I cannot even begin to imagine how he could get away with it for such a long time. Where was the flaw in the customary annual audit report which such a company is subjected to? What about the check and balance mechanism and where did it go wrong? Where are the loopholes that he capitalised on? It was claimed that he was the only one authorised to sign off on the transactions of such work. This looks like a fish and cat’s story. Explicitly, human greed, lack of integrity, an inwardly low self-esteem and poor self-regulation are contributory factors in this fraud.
The pressure of being finally discovered must have been tremendous for him to bear as he pleaded guilty at the District Court to all charges and was scheduled for sentencing in April 2013 and in the meantime he remains in custody. The company, in turn, will be hard pressed trying to get their money back since much of it is already in offshore bank accounts.
Whither the company’s monitoring through internal audit and the independent external audit? It is interesting to study this case and see how this man could get away with the deception for so long. The fraud was reportedly discovered during a cost-cutting audit during this economically lean time.
I cannot wait to get a close friend, a member of the Queensland judiciary to narrate and help explain to me the anatomy of the fraud that had gone undetected for more than 10 years. Earlier on at the Brisbane Magistrate court, the fraudster had been refused bail as he was considered to be a flight risk on account of the massive amount of money he has accumulated that could be easily electronically transferred offshore.
Suffice to opine that if it could happen in that so-called advanced country, it can also happen here in Malaysia.
The auditing of companies in Malaysia is apparently not as stringent as that in the UK and thus could lead to substandard reports which would fail to give the true picture of a company’s financial health. Creative accounting can certainly stand side by side with creative auditing. Corporate governance, in this instance, plays an important role to protect stakeholders and shore up investors’ confidence.
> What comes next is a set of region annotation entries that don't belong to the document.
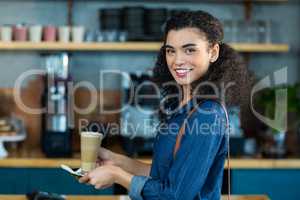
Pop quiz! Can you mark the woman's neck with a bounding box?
[180,85,192,106]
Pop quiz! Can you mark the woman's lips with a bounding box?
[175,69,192,78]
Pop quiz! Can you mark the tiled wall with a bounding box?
[0,0,300,89]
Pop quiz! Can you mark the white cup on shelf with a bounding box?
[29,25,42,42]
[58,26,70,42]
[71,26,85,42]
[0,25,12,42]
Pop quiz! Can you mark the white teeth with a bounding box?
[175,69,191,73]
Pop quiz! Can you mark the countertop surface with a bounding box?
[0,150,300,169]
[0,195,269,200]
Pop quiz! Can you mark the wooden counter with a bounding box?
[0,158,300,169]
[0,150,300,169]
[0,195,269,200]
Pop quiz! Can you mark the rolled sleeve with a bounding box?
[128,176,150,200]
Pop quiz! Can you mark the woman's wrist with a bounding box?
[112,166,133,190]
[112,152,124,168]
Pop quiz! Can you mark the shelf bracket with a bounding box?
[67,0,73,26]
[244,0,253,21]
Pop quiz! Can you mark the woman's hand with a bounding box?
[78,165,133,189]
[79,165,116,189]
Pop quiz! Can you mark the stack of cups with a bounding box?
[29,24,42,42]
[0,24,85,43]
[0,25,12,42]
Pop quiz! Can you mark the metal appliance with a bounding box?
[41,53,74,157]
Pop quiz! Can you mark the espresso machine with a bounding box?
[41,53,74,157]
[120,72,159,156]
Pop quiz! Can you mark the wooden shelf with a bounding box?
[0,194,269,200]
[0,158,300,169]
[0,42,289,53]
[230,43,289,53]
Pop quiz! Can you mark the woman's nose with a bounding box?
[175,53,185,66]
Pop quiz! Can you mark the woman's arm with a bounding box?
[129,103,226,200]
[115,154,151,177]
[98,148,151,176]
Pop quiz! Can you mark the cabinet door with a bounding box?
[0,168,113,195]
[231,169,300,200]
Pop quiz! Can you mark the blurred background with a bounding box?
[0,0,300,200]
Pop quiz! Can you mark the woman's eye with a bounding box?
[185,48,196,54]
[166,49,175,55]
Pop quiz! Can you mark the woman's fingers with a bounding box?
[78,174,90,183]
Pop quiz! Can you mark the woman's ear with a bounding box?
[210,43,220,63]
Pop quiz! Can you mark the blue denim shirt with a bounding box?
[129,100,228,200]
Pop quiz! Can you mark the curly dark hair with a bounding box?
[153,11,254,123]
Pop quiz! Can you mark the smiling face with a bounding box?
[165,28,219,86]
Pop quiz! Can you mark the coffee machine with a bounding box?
[41,53,74,157]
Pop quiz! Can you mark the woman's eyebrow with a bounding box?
[163,44,174,49]
[182,43,196,48]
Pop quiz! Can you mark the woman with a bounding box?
[79,11,250,200]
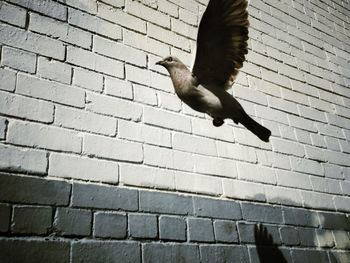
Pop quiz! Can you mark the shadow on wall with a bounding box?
[254,224,288,263]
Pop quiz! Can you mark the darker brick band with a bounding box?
[0,173,350,263]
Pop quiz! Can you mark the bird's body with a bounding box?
[157,0,271,142]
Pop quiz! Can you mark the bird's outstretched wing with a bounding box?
[193,0,249,89]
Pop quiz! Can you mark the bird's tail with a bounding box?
[239,111,271,142]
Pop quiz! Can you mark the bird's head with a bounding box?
[156,56,183,70]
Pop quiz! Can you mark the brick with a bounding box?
[97,0,146,33]
[68,8,122,40]
[0,68,16,91]
[291,249,328,263]
[271,138,305,157]
[0,144,48,174]
[87,93,143,120]
[264,185,303,206]
[16,74,85,108]
[104,77,134,99]
[223,179,266,201]
[72,183,138,211]
[276,170,312,190]
[83,135,143,163]
[93,212,126,238]
[120,164,175,190]
[29,13,92,49]
[123,30,170,57]
[216,141,257,165]
[67,46,124,78]
[1,47,36,73]
[7,121,82,153]
[142,243,200,263]
[175,172,223,196]
[0,238,70,263]
[193,197,242,219]
[241,202,283,223]
[301,191,334,210]
[37,57,72,84]
[143,145,195,172]
[195,155,237,178]
[0,173,71,205]
[49,153,118,183]
[0,92,53,123]
[144,107,191,132]
[93,36,146,67]
[159,215,186,241]
[11,206,52,235]
[55,106,117,136]
[187,218,214,242]
[290,157,324,176]
[71,240,141,263]
[0,3,27,27]
[11,0,67,20]
[139,191,193,215]
[280,227,300,246]
[214,220,238,243]
[125,0,170,28]
[0,23,65,60]
[133,84,158,106]
[316,229,334,247]
[118,120,171,147]
[200,245,249,263]
[54,207,92,236]
[128,214,158,238]
[0,204,11,233]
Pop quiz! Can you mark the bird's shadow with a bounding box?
[254,224,288,263]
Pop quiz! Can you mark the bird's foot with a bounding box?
[213,118,224,127]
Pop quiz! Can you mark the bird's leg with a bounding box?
[213,118,224,127]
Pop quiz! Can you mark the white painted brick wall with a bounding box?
[0,0,350,212]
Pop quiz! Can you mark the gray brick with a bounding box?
[142,243,200,263]
[283,207,320,227]
[328,251,350,263]
[0,238,70,263]
[214,220,238,243]
[318,212,350,230]
[333,230,350,250]
[159,215,186,241]
[280,227,300,246]
[140,191,193,215]
[11,206,52,235]
[94,212,127,238]
[72,183,138,211]
[316,229,335,248]
[0,173,71,205]
[188,218,214,242]
[71,240,141,263]
[298,227,317,247]
[54,208,91,236]
[200,245,249,263]
[249,248,292,263]
[291,249,328,263]
[1,47,36,73]
[129,214,158,238]
[242,203,283,223]
[193,197,242,219]
[0,204,11,233]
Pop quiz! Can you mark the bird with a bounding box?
[156,0,271,142]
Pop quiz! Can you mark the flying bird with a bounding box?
[156,0,271,142]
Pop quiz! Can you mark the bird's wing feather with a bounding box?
[193,0,249,89]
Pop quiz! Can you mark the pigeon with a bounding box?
[156,0,271,142]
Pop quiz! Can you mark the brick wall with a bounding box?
[0,0,350,263]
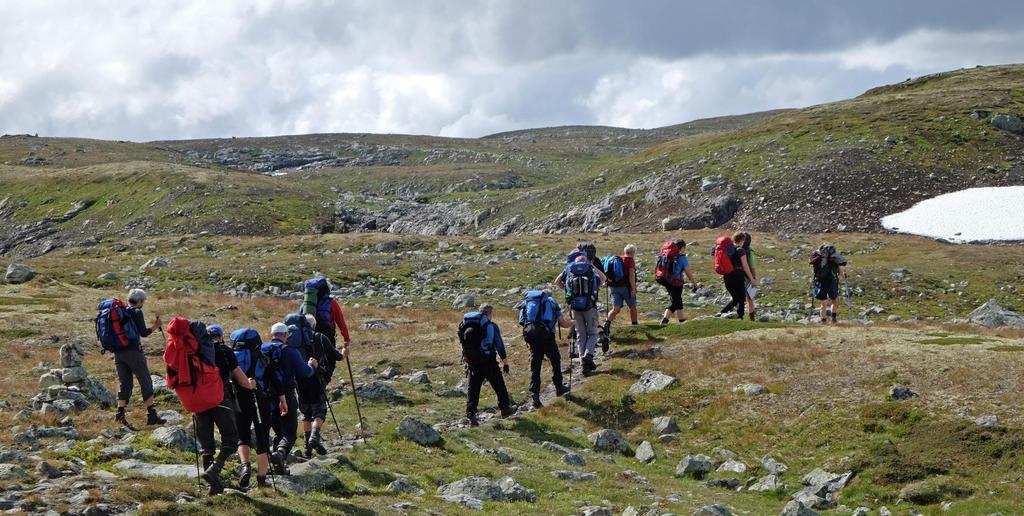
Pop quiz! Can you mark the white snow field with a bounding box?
[882,186,1024,244]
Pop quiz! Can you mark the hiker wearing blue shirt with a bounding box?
[262,323,318,474]
[459,304,515,426]
[519,290,572,409]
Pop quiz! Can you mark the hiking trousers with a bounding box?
[466,356,512,416]
[196,397,239,462]
[114,349,153,401]
[526,332,562,397]
[270,388,299,459]
[722,271,746,318]
[572,306,601,358]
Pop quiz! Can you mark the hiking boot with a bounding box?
[239,463,253,490]
[145,406,167,426]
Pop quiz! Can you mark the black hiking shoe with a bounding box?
[239,463,253,490]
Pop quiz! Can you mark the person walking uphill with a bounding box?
[459,304,515,426]
[519,291,572,409]
[261,323,318,475]
[555,256,605,375]
[107,289,167,428]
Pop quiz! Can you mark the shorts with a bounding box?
[299,397,327,421]
[814,282,839,301]
[610,287,637,308]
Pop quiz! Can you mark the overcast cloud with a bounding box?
[0,0,1024,141]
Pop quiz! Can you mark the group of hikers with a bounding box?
[96,232,847,493]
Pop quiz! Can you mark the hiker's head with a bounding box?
[128,289,145,306]
[477,303,495,317]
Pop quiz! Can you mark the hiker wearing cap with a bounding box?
[193,321,256,495]
[459,304,515,426]
[519,290,572,409]
[261,323,317,475]
[114,289,167,428]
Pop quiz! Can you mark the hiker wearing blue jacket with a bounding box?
[459,304,515,426]
[519,290,572,409]
[261,323,318,475]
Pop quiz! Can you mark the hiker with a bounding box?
[230,328,288,490]
[602,244,639,335]
[114,289,167,428]
[654,240,699,325]
[260,323,317,475]
[459,304,515,426]
[189,321,256,496]
[810,244,849,323]
[713,231,758,318]
[742,231,758,320]
[519,290,572,409]
[555,255,606,374]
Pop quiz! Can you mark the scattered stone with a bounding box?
[587,428,630,455]
[3,263,36,285]
[676,455,715,478]
[889,385,918,401]
[398,416,441,446]
[650,416,679,435]
[630,370,679,394]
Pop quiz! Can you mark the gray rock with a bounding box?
[889,385,918,401]
[551,470,597,482]
[630,370,679,394]
[387,478,426,497]
[0,464,29,480]
[988,113,1024,134]
[150,426,196,452]
[967,299,1024,328]
[437,477,505,502]
[636,441,654,464]
[3,263,36,285]
[288,459,341,491]
[587,428,630,455]
[398,416,441,446]
[746,474,785,492]
[693,504,732,516]
[676,455,715,478]
[114,459,198,477]
[498,477,537,504]
[650,416,679,435]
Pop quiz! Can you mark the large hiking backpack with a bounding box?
[565,262,598,311]
[601,255,629,287]
[301,277,334,341]
[164,317,224,414]
[712,237,736,275]
[96,298,139,352]
[459,311,490,363]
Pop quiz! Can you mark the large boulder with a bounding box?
[398,416,441,446]
[3,263,36,285]
[587,428,630,455]
[967,299,1024,328]
[630,370,679,394]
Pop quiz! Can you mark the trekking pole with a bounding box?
[342,356,367,438]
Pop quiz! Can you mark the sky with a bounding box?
[0,0,1024,141]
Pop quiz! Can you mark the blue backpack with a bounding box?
[96,298,140,352]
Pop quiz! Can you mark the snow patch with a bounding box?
[882,186,1024,244]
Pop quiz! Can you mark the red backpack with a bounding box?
[654,241,679,285]
[713,237,736,275]
[164,317,224,414]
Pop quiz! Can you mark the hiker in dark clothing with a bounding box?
[720,231,758,318]
[463,304,515,426]
[262,323,318,474]
[194,323,256,495]
[114,289,167,428]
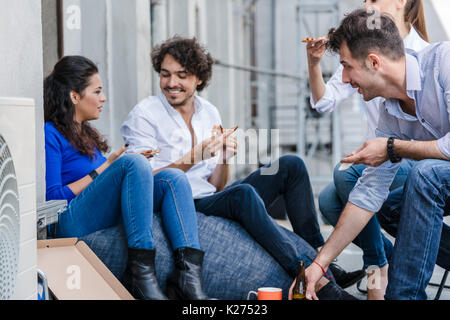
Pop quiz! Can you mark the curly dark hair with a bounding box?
[44,56,109,158]
[152,36,215,92]
[328,9,405,61]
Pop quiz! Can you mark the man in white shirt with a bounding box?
[121,37,364,298]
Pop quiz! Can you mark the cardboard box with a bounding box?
[37,238,134,300]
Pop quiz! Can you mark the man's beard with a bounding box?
[165,91,195,108]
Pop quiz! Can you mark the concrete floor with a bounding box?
[277,220,450,300]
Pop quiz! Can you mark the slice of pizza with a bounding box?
[302,36,328,43]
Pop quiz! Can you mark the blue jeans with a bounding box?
[319,160,414,269]
[195,156,324,277]
[52,155,200,250]
[386,160,450,300]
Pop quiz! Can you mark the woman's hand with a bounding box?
[306,40,327,66]
[106,145,128,165]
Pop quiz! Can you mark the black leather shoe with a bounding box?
[166,248,215,300]
[329,263,366,289]
[316,281,359,300]
[123,248,168,300]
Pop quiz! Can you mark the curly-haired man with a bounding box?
[121,36,364,299]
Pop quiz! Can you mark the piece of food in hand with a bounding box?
[140,149,161,158]
[211,126,223,137]
[302,36,328,43]
[339,163,353,171]
[211,126,239,137]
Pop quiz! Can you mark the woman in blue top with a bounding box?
[44,56,208,300]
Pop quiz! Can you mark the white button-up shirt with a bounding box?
[121,93,222,199]
[310,28,429,139]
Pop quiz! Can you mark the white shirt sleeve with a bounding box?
[120,109,158,153]
[310,65,357,113]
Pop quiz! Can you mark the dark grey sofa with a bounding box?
[80,213,315,300]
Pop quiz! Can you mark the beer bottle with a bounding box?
[292,260,306,300]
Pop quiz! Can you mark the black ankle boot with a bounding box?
[329,263,366,289]
[123,248,168,300]
[167,248,214,300]
[316,281,359,300]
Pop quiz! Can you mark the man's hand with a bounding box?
[305,263,323,300]
[177,130,237,165]
[341,138,389,167]
[221,129,238,164]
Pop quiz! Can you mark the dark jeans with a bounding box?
[195,156,324,276]
[378,160,450,300]
[319,159,414,269]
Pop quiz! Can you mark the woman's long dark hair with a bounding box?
[44,56,109,158]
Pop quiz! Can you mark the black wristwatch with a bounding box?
[387,137,402,163]
[89,170,98,180]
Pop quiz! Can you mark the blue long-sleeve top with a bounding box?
[44,122,106,203]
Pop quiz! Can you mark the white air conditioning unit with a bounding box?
[0,97,37,300]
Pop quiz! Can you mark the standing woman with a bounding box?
[307,0,429,300]
[44,56,208,300]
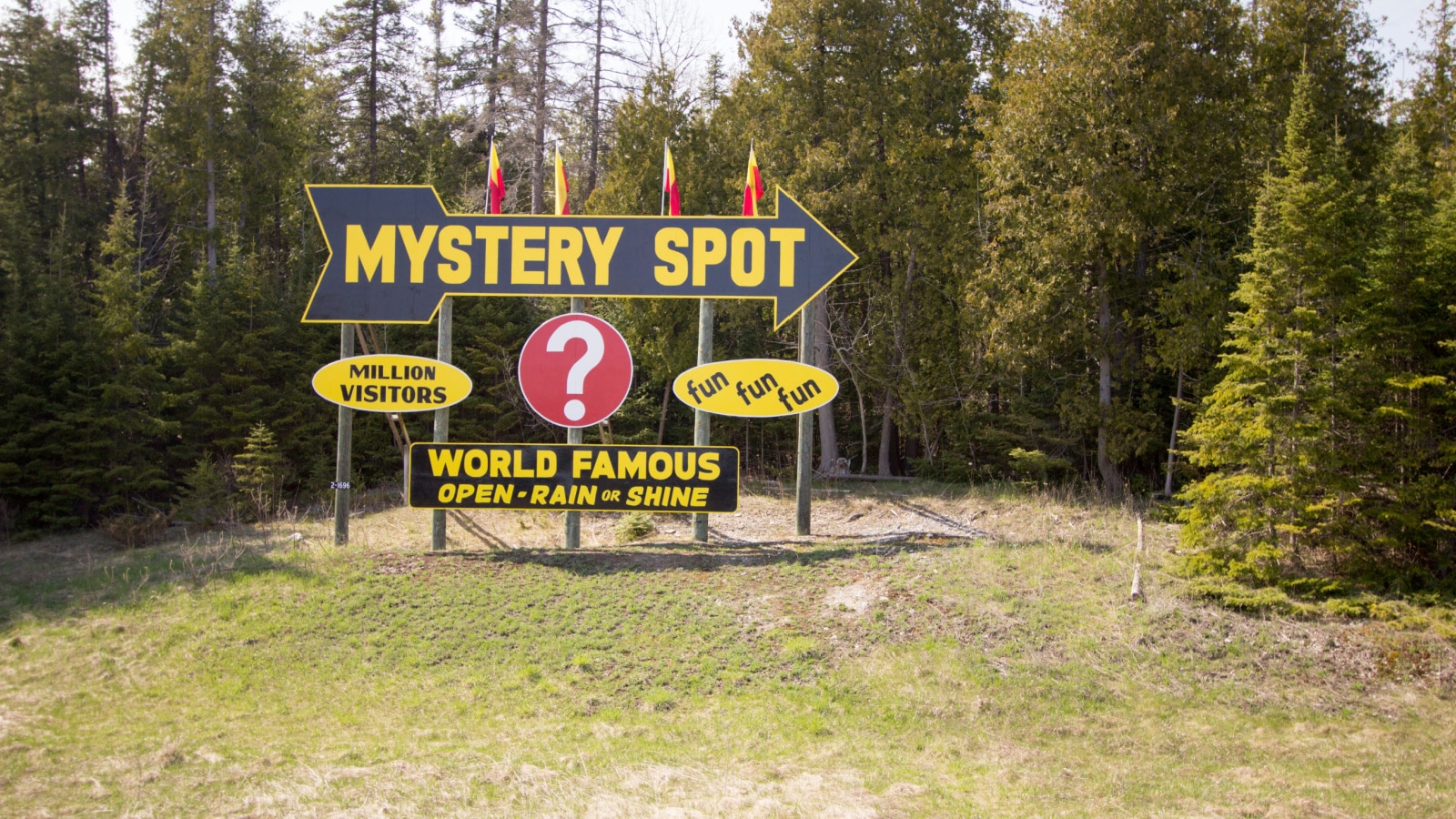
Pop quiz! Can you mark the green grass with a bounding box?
[0,488,1456,816]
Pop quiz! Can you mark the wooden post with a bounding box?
[333,324,354,547]
[1127,514,1145,601]
[794,298,814,535]
[428,296,454,552]
[693,298,713,543]
[566,296,587,550]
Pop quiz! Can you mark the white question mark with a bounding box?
[546,319,607,421]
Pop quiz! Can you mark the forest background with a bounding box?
[0,0,1456,593]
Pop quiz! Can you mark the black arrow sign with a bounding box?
[303,185,857,327]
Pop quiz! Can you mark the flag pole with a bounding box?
[551,141,587,550]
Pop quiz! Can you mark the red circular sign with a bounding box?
[519,313,632,429]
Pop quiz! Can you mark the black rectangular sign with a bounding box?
[303,185,856,327]
[410,443,738,511]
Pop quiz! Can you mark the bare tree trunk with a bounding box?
[202,3,217,279]
[657,382,672,446]
[814,293,839,475]
[1097,262,1123,494]
[584,0,606,199]
[876,386,895,475]
[425,0,446,116]
[206,152,217,277]
[531,0,551,213]
[1163,368,1184,497]
[366,0,379,185]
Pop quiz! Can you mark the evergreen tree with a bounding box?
[0,2,111,532]
[323,0,413,184]
[1250,0,1386,171]
[1184,73,1363,580]
[95,194,170,511]
[973,0,1249,492]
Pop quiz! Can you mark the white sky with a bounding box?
[96,0,1430,95]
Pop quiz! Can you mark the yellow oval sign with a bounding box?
[672,359,839,419]
[313,356,475,412]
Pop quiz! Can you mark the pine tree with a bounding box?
[95,194,170,511]
[1182,73,1363,581]
[973,0,1249,492]
[322,0,413,184]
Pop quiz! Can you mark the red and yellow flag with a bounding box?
[743,146,763,216]
[556,148,571,216]
[662,140,682,216]
[485,140,505,213]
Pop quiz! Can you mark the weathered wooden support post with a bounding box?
[428,296,454,552]
[693,298,713,543]
[333,324,354,547]
[794,298,814,535]
[566,296,587,550]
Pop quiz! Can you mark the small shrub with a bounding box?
[233,421,286,521]
[177,455,233,526]
[1006,446,1072,484]
[100,511,172,550]
[614,511,657,545]
[642,688,677,711]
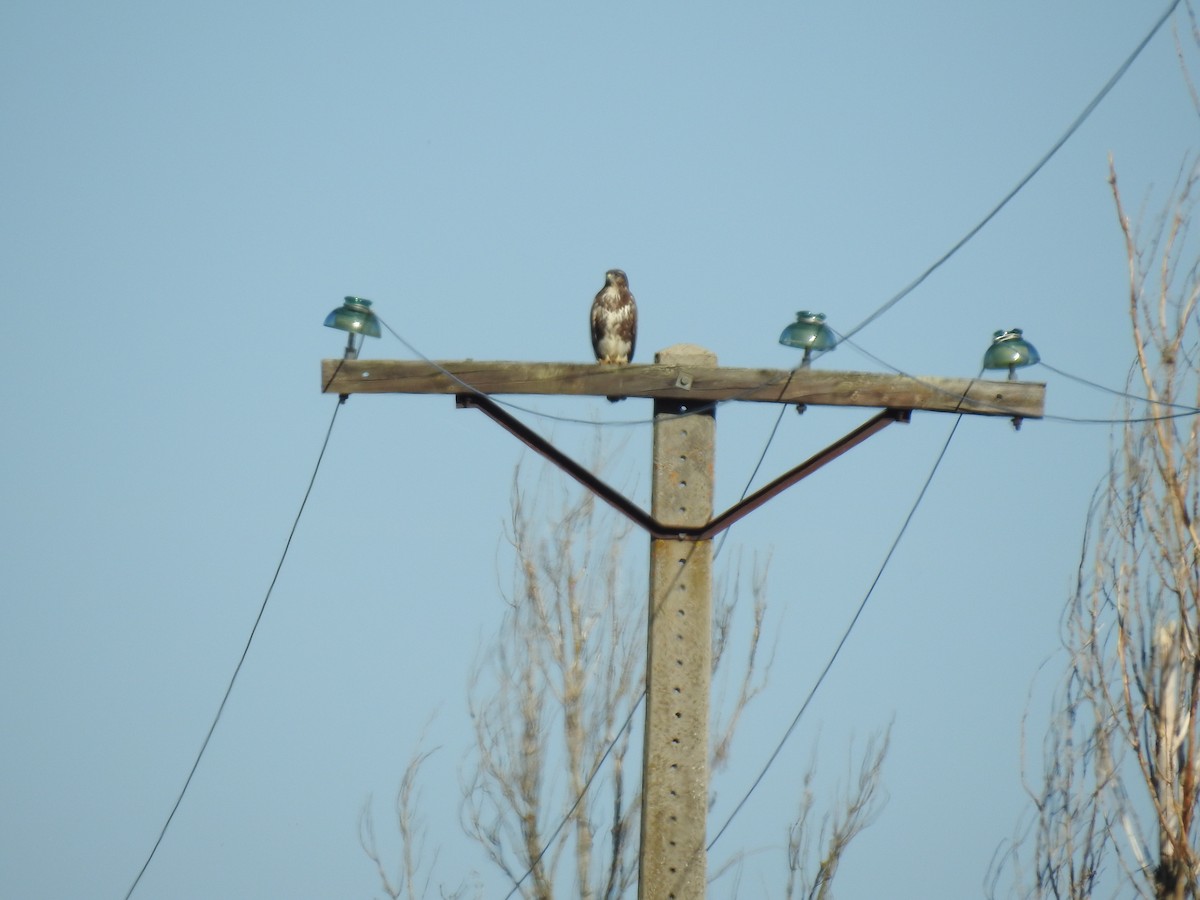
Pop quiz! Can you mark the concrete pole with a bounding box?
[637,344,716,900]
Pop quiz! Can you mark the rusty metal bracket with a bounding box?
[455,394,912,541]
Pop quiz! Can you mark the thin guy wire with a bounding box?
[713,403,790,562]
[1039,361,1200,413]
[504,690,646,900]
[125,402,342,900]
[846,0,1180,337]
[704,413,962,852]
[376,0,1181,436]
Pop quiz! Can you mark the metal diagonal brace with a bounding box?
[455,394,912,541]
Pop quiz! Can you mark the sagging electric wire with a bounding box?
[504,690,646,900]
[704,398,962,852]
[830,0,1181,348]
[125,400,343,900]
[839,337,1200,425]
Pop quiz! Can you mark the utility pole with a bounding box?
[322,344,1045,900]
[637,346,716,900]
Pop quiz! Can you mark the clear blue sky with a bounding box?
[0,0,1198,900]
Just to digress, had this man, O’Carrigan, died and put all his ill-gotten money into offshore accounts, his beneficiaries would certainly be filthy rich. It reminds me of an ex Timbalan Ketua Polis Negara ( Deputy Inspector General of Police of Malaysia),and who once held the post of the Director of Narcotics here . Following his death, his relatives were reported to be fighting over his estate worth RM47.3m in properties and savings. Now, where and how the heck was he able to accumulate that massive amount of wealth on his policeman’s salary? Even after 30 years of service and all those post-retirement board of directors’ jobs? Go figure!